Lyle Dennison discusses a challenge to the constitutionality of RFRA. This comes in the case that is before the US Supreme Court where two companies have used RFRA to challenge the Affordable Care Act’s requirement that companies provide contraception coverage as part of the health insurance plans offered to their employees.
Up to now, neither side in the case had challenged RFRA itself but a new amicus brief seeks to change that.
The amicus brief, written by a prominent academic authority on religion and the law, Cardozo Law School’s Marci A. Hamilton, seeks to add a bold new dimension to the Court’s review of the Affordable Care Act’s “contraception mandate.’
“RFRA, “the document contended, “is Congress’s overt attempt to take . . . over this Court’s role in interpreting the Constitution. . . . [T]his novel federal statute, which is one of the most aggressive attacks on this Court’s role in constitutional interpretation in history, has fomented culture wars in the courts like the one ignited” in the pending cases by for-profit businesses seeking a RFRA-based exemption from the mandate to provide health insurance for pregnancy-related services to workers.

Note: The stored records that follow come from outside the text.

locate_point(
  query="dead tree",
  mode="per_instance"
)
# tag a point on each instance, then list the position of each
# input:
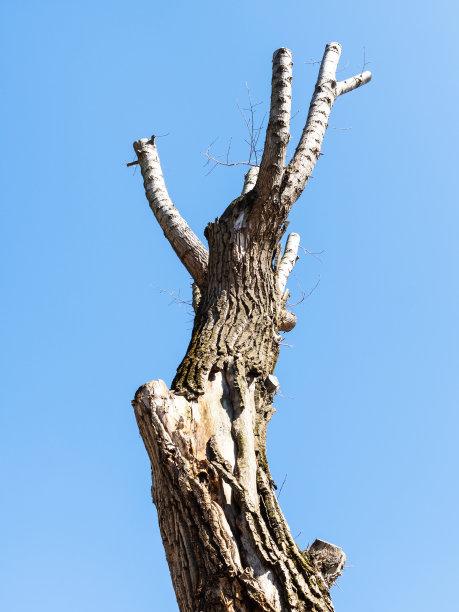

The new brief urged the Court to move on to the question of RFRA’s validity as it applies to federal laws, like the ACA. Its argument against the law was based on two claims: first, that the law violates separation-of-powers principles because Congress undertook to rewrite the constitutional rule the Court had laid down in the Smith case; and, second, that RFRA provides “a political and fiscal windfall” to religious organizations that violates the Constitution’s Establishment Clause, mandating separation between government and religion.
By saying that RFRA is taken away some of the court’s prerogatives, the filers may hope to get the court to take up the challenge.